This promising novel algorithm was developed to overcome the limitations imposed by motif finding algorithms. This algorithm identifies the most conserved motifs among the input sequences as measured by a parsimony score on the underlying phylogenetic tree (Blanchette and Tompa, 2002). It uses dynamic programming to find most parsimonious k-mer from each of the input sequences where k is the motif length. In general, the algorithm selects motifs that are characterized by a minimal number of mismatches and are conserved over long evolutionary distances. Furthermore, the motifs should not have undergone independent losses in multiple branches. In other words, the motif should be present in the sequences of subsequent taxa along a branch. The algorithm, based on dynamic programming, proceeds from the leaves of the phylogenetic tree to its root and seeks for motifs of a user-defined length with a minimum number of mismatches. Moreover, the algorithm allows a higher number of mismatches for those sequences that span a greater evolutionary distance. Motifs that are lost along a branch of the tree are assigned an additional cost because it is assumed that multiple independent losses are unlikely in evolution. To compensate for spurious hits, statistical significance is calculated based on a random set of sequences in which no motifs occur.

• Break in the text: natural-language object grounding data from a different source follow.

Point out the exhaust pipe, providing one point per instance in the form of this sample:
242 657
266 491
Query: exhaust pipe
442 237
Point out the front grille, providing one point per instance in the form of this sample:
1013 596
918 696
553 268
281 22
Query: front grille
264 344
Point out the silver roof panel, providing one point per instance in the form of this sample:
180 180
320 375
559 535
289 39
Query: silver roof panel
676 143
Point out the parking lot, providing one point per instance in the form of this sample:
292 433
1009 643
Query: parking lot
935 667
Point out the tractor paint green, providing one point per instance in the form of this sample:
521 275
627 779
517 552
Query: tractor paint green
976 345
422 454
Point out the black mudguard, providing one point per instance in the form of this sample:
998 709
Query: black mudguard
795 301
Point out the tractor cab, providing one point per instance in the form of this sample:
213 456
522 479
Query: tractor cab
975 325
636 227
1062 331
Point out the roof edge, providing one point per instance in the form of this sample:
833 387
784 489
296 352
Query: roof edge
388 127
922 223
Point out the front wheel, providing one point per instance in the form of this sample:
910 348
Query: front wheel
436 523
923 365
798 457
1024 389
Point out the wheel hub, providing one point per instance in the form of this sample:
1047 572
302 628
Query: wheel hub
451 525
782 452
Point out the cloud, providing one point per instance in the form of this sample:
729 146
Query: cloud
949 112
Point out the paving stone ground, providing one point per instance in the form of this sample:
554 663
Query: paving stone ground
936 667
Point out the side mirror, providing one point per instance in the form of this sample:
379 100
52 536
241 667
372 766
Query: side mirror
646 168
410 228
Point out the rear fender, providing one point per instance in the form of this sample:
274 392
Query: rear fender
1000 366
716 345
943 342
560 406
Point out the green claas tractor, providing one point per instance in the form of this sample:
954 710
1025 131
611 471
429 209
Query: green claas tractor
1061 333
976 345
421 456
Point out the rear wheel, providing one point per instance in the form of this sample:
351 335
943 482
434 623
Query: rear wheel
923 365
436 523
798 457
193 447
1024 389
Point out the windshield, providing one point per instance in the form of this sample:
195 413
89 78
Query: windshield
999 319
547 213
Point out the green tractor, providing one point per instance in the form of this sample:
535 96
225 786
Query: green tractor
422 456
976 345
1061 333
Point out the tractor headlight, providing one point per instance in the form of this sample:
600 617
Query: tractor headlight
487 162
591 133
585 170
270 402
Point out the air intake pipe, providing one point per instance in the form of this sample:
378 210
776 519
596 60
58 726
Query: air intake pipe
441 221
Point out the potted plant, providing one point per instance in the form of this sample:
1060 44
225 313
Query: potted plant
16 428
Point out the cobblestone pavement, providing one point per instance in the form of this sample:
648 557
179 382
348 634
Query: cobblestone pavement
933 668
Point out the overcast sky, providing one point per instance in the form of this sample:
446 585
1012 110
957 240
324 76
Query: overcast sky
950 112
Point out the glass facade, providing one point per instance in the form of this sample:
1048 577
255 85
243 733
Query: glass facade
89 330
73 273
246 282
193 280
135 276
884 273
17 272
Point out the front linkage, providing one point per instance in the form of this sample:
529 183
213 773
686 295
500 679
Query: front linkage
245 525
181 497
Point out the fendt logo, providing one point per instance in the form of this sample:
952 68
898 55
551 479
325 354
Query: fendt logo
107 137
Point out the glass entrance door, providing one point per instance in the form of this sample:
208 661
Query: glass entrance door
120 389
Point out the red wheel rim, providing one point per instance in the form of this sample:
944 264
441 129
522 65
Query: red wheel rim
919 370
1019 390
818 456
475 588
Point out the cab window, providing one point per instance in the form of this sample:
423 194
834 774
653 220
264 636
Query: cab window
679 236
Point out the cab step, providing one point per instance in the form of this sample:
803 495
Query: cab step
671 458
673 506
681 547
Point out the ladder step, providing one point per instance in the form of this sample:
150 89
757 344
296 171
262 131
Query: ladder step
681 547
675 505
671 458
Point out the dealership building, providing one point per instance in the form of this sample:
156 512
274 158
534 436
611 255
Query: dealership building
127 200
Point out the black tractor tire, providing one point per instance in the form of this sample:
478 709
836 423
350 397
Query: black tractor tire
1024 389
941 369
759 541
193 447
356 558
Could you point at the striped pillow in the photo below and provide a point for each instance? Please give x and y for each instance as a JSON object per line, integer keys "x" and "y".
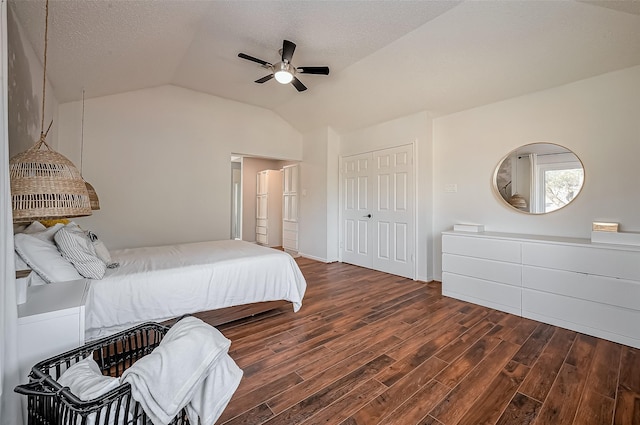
{"x": 76, "y": 247}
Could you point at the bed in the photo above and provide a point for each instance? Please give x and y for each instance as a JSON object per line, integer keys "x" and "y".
{"x": 161, "y": 283}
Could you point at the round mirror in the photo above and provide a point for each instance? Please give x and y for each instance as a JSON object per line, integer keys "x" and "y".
{"x": 539, "y": 178}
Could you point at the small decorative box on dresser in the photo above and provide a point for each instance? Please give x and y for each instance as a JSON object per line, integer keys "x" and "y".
{"x": 567, "y": 282}
{"x": 50, "y": 322}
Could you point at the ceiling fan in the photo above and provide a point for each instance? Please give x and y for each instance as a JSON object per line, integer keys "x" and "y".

CONREAL (Conserved Regulatory Elements Anchored Alignment Algorithm) is another motif finding algorithm based on phylogenetic footprinting (Berezikov et al., 2005). This algorithm uses potential motifs as represented by positional weight matrices (81 vertebrate matrices form JASPAR database and 546 matrices from TRANSFAC database) to establish anchors between orthologous sequences and to guide promoter sequence alignment. Comparison of the performance of CONREAL with the global alignment programs LAGAN and AVID using a reference data set, shows that CONREAL performs equally well for closely related species like rodents and human, and has a clear added value for aligning promoter elements of more divergent species like human and fish, as it identifies conserved transcription-factor binding sites that are not found by other methods.

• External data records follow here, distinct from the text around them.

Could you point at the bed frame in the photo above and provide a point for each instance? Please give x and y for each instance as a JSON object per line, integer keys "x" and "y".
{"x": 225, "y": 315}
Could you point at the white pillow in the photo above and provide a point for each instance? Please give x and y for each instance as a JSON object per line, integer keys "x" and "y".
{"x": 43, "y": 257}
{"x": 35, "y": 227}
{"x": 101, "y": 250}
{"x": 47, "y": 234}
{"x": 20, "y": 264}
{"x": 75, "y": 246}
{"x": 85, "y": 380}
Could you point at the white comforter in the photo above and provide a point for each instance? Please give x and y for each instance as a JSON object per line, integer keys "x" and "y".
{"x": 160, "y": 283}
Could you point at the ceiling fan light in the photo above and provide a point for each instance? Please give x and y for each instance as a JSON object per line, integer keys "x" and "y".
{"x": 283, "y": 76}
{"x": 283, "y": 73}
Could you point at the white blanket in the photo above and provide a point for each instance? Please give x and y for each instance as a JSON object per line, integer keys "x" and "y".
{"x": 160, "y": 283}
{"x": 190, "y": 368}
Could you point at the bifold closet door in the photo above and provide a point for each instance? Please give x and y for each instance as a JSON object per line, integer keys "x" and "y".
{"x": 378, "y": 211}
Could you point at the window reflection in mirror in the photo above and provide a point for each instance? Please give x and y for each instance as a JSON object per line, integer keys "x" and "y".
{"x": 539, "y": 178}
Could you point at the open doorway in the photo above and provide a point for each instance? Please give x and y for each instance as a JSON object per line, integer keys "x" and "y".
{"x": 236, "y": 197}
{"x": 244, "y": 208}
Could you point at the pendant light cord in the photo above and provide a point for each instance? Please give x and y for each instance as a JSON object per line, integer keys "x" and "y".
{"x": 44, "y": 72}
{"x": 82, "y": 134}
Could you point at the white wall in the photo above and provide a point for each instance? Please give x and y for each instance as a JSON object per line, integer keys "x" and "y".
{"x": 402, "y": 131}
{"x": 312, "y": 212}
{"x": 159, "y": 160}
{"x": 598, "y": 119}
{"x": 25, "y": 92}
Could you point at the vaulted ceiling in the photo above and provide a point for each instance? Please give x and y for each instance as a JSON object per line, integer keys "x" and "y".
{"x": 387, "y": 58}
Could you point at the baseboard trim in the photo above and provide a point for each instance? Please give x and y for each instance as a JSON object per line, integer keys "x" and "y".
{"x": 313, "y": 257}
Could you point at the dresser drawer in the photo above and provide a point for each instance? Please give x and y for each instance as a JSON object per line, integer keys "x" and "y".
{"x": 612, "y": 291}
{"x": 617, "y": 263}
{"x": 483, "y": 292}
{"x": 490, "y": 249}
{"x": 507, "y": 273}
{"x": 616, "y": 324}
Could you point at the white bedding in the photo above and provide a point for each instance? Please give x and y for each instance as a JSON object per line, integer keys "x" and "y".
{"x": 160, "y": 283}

The PHYLONET computational approach identifies conserved regulatory motifs directly from whole genome sequences of related species without reliance on additional information was developed by (Wang and Stormo, 2005). The major steps involved are: i) construction of phylogenetic profiles for each promoter, ii) searching through the entire profile space of all the promoters in the genome to identify conserved motifs and the promoters that contain them using algorithm like BLAST, iii) determination of statistical significance of motifs (Karlin and Altschul, 1990). By comparing promoters using phylogenetic profiles (multiple sequence alignments of orthologous promoters) rather than individual sequences, together with the application of modified Karlin– Altschul statistics, they readily distinguished biologically relevant motifs from background noise. When applied to 3524 Saccharomyces cerevisiae promoters with Saccharomyces mikatae, Saccharomyces kudriavzevii, and Saccharomyces bayanus sequences as references PHYLONET identified 296 statistically significant motifs with a sensitivity of >90% for known transcription factor binding sites. The specificity of the predictions appears very high because most predicted gene clusters have additional supporting evidence, such as enrichment for a specific function, in vivo binding by a known TF, or similar expression patterns.

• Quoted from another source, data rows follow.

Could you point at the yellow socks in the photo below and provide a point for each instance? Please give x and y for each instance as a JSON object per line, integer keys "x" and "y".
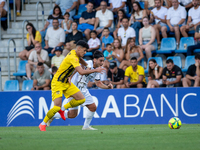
{"x": 74, "y": 103}
{"x": 51, "y": 113}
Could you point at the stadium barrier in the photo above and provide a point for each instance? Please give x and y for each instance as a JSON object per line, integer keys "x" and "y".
{"x": 115, "y": 107}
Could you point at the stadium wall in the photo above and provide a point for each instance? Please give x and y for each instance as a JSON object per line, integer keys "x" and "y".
{"x": 115, "y": 107}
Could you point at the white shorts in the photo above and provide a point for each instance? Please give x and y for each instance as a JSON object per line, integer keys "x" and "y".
{"x": 88, "y": 99}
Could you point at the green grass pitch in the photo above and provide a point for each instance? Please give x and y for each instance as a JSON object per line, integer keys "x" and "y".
{"x": 116, "y": 137}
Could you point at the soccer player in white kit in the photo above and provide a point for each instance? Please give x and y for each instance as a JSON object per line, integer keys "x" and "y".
{"x": 81, "y": 82}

However, the prediction of additional transcription factor binding sites by comparison of a motif to the promoter regions of an entire genome has its own problems due to the large database size and the relatively small width of a typical transcription factor binding site. There is an increased chance of identification of many sites that match the motif and the variability among the transcription factor binding sites permits differences in the level of regulation, due to the altered intrinsic affinities for the transcription factor (Carmack et al., 2007).
PhyloScan combines evidence from matching sites found in orthologous data from several related species with evidence from multiple sites within an intergenic region.The orthologous sequence data may be multiply aligned, unaligned, or a combination of aligned and unaligned. In aligned data, PhyloScan statistically accounts for the phylogenetic dependence of the species contributing data to the alignment and, in unaligned data; the evidence for sites is combined assuming phylogenetic independence of the species. The statistical significance of the gene predictions is calculated directly, without employing training sets (Carmack et al., 2007). The application of the algorithm to real sequence data from seven Enterobacteriales species identifies novel Crp and PurR transcription factor binding sites, thus providing several new potential sites for these transcription factors.
3.3. Software suites for motif discovery
BEST is a suite of motif-finding programs that include four motif-finding programs: AlignACE (Roth et al., 1998), BioProspector(Liu et al., 2001), Consensus(Hertz and Stormo, 1999), MEME (Bailey et al., 2006) and the optimization program BioOptimizer (Jensen and Liu, 2004 ). BEST was compiled on Linux, and thus it can only be run on Linux machines (Che et al., 2005).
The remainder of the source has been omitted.